|Version 2 (modified by benl, 8 months ago) (diff)|
Replacing the Native Code Generator
The existence of LLVM is definitely an argument not to put any more effort into backend optimisation in GHC, at least for those optimisations that LLVM can already do. There's also the question of whether it's worth extending the NCG to support SIMD primops. At the moment only the LLVM backend supports these, but current processor architectures will rely more and more on wide vector SIMD instructions for performance. Given that the LLVM project is now stable and widely used, it may be better to drop the NCG entirely (and delete the code).
However, there are a few ways that the LLVM backend needs to be improved before it can be considered to be a complete replacement for the existing NCG:
- Compilation speed. LLVM approximately doubles compilation time. Avoiding going via the textual intermediate syntax would probably help here.

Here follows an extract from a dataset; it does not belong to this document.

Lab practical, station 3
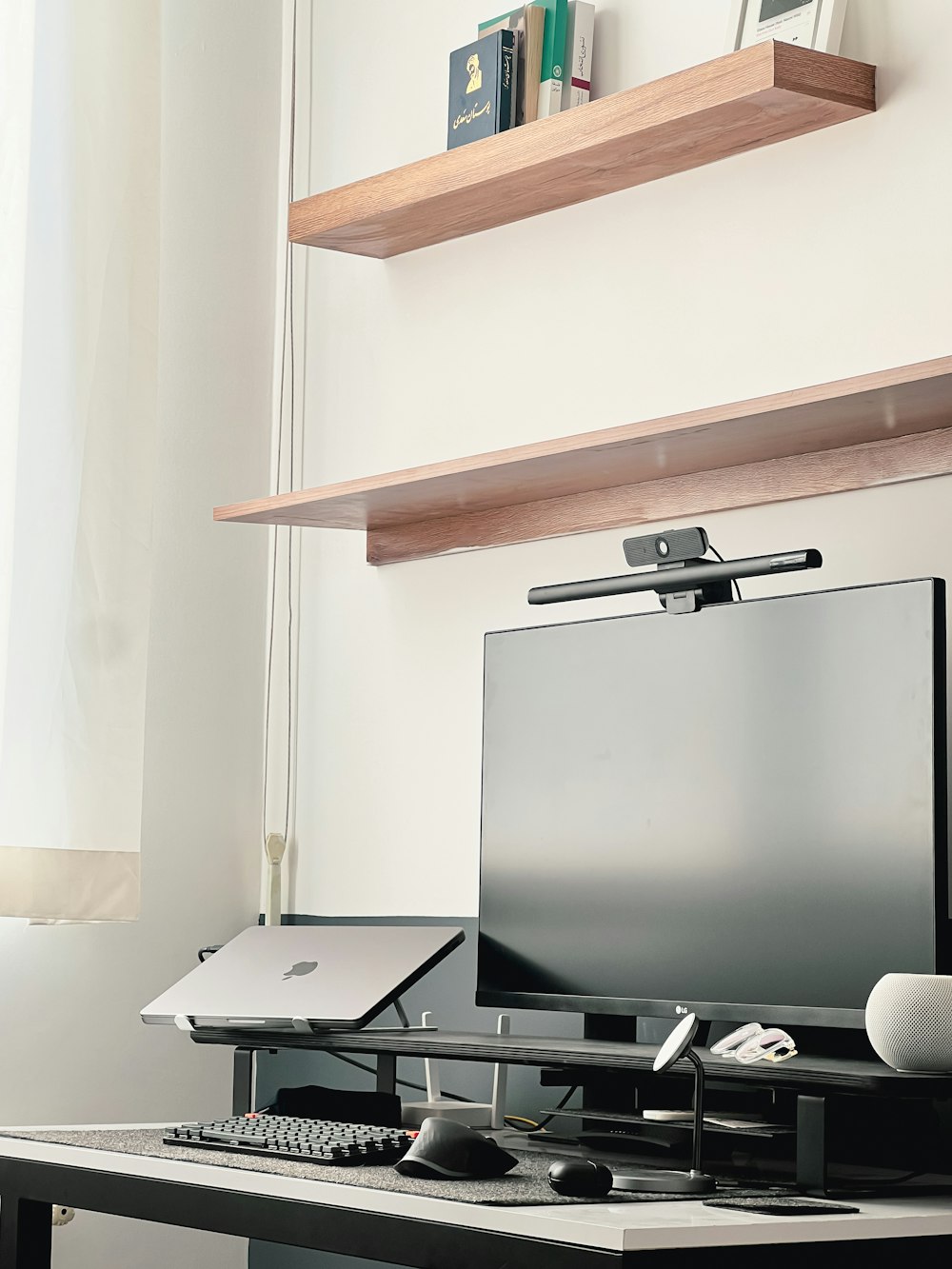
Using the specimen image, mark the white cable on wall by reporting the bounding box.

- Shared library support (#4210, #5786). It works (or worked?) on a couple of platforms. But even on those platforms it generated worse code than the NCG due to using dynamic references for *all* symbols, whereas the NCG knows which symbols live in a separate package and need to use dynamic references.

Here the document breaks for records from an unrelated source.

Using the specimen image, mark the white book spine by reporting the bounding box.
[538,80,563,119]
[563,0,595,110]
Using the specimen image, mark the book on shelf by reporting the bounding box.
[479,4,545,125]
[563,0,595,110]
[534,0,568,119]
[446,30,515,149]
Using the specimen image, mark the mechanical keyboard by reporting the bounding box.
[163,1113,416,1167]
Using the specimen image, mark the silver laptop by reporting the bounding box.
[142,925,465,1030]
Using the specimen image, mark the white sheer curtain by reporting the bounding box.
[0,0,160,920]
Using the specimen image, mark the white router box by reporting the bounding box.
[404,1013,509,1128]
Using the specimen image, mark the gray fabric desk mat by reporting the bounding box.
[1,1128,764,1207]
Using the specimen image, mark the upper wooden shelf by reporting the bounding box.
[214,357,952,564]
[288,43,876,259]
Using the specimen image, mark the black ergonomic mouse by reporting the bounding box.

- Some low-level optimisation problems (#4308, #5567). The LLVM backend generates bad code for certain critical bits of the runtime, perhaps due to lack of good aliasing information. This hasn't been revisited in the light of the new codegen, so perhaps it's better now.
Someone should benchmark the LLVM backend against the NCG with new codegen in GHC 7.8. It's possible that the new codegen is getting a slight boost because it doesn't have to split up proc points, so it can do better code generation for let-no-escapes. It's also possible that LLVM is being penalised a bit for the same reason.